1. It's not just your imagination—dogs really are super-friendly.
In fact, a new study finds that dogs actually contain a genetic variant that makes them incredibly affable (versus, say, their wolf ancestors). The genes found in dogs are linked to those that cause Williams-Beuren syndrome, a disorder that causes humans to be exceedingly trusting and friendly. Using this info, you can go for a genetically friendly breed of dog, if desired. (ScienceMag)
2. There's a shortage of OB/GYNs in five metro areas.
If you live in Las Vegas, Los Angeles, Riverside, Miami, or Orlando, hold on tight to your OB/GYN. And according to the American Congress of Obstetricians and Gynecologists, there will be an overall shortage of up to 8,800 gynecologists in the country by 2020. Yikes. (STAT)
3. When you eat is just as important as what you eat.
A new study published in Cell Metabolism explains that when the circadian rhythms of nocturnal mice were disrupted when feeding occurred during the day, during their rest time, they were unable to lose weight even on a restricted-calorie diet. This has implications for how scientists study intermittent fasting, weight loss, and longevity and points to the significance of night-time eating as a source of failed weight loss or weight gain in humans who are making other efforts to lose weight. (Science Daily)
4. And you thought we're using too much plastic now.
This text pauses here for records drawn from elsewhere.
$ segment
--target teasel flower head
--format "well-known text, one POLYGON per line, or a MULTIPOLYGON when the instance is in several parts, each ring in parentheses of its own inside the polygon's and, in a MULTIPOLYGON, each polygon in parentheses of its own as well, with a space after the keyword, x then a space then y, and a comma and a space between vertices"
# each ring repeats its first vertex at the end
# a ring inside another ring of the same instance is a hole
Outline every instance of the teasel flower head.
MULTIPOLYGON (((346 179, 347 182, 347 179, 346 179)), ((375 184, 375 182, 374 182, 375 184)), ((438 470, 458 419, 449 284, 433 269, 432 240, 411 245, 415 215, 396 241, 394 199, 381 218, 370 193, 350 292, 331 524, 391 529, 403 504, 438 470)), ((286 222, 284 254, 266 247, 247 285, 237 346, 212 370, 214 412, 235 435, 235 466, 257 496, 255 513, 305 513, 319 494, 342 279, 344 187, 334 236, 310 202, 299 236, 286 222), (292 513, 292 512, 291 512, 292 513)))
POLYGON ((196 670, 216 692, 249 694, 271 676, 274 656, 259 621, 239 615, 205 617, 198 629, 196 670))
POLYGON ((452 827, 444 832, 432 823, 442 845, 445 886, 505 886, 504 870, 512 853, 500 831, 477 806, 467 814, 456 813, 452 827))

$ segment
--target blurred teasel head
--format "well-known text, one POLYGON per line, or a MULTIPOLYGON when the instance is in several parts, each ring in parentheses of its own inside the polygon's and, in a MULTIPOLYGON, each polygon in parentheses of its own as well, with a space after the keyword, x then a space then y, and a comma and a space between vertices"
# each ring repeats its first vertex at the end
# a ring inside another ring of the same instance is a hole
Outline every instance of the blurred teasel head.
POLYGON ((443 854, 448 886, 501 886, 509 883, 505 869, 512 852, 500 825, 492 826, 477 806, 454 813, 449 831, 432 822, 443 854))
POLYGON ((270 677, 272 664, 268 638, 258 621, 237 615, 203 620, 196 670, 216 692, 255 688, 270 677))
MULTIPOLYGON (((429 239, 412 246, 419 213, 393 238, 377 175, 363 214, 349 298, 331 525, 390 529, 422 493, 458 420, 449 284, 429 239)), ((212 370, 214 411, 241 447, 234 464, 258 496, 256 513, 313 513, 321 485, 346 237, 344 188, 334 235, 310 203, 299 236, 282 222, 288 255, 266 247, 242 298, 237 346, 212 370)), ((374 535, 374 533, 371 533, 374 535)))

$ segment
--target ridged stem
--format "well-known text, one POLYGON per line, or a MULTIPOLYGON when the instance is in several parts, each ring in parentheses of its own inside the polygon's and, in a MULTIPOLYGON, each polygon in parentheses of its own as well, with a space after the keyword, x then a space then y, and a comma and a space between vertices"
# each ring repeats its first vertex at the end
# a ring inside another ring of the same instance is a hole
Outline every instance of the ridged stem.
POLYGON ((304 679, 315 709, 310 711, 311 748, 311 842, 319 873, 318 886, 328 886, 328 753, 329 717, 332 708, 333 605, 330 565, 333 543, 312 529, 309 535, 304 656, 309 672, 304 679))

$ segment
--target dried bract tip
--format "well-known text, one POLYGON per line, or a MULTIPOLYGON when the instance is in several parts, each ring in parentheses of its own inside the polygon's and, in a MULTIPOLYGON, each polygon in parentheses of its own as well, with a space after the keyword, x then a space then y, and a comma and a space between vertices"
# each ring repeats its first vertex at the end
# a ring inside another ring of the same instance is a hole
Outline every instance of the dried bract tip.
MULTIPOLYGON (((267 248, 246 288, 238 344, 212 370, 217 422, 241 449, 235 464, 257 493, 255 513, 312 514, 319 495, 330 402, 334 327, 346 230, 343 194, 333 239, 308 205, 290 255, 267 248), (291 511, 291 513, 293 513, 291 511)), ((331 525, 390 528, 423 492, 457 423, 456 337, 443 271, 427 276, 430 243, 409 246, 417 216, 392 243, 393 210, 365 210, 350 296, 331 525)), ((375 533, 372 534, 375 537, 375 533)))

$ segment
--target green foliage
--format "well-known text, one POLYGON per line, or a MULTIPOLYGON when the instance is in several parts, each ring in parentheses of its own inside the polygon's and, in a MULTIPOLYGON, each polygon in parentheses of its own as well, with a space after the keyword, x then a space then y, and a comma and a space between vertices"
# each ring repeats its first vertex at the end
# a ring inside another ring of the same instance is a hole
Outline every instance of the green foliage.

A new study finds that if we continue to use plastic at the current rate, over the next 30 years we will produce four times more plastic than at any point in history. That's 26 billion metric tons of plastic waste by 2050, half of which will be dumped in landfills and the environment. Time to change our consumption habits, stat. (Science)
5. The brain's reward pathways play a major role in falling (and staying) in love.
A psychologist at the University of Chicago, Stephanie Cacioppo, has studied a decade of research in the neuroscience of love. Her findings show that the brain's reward pathways allow us to take the love leap and keep us feeling "in love." These pathways regulate the release of the neurotransmitter dopamine, which makes us crave the object of our affection because being around them makes us feel good. Once you're in love, if the relationship remains satisfying, just thinking about the person makes you feel good and can diminish feelings of stress and pain. (Scientific American)
6. What's your guilty pleasure?
Whether it's a glass of wine on Friday night or a rich piece of chocolate at the end of the day, it's always fun to see how you stack up compared to famous people. Fran Lebowitz, for example, considers reading a guilty pleasure, while Betty White goes all out on a hot dog and french fries for lunch. (The Cut)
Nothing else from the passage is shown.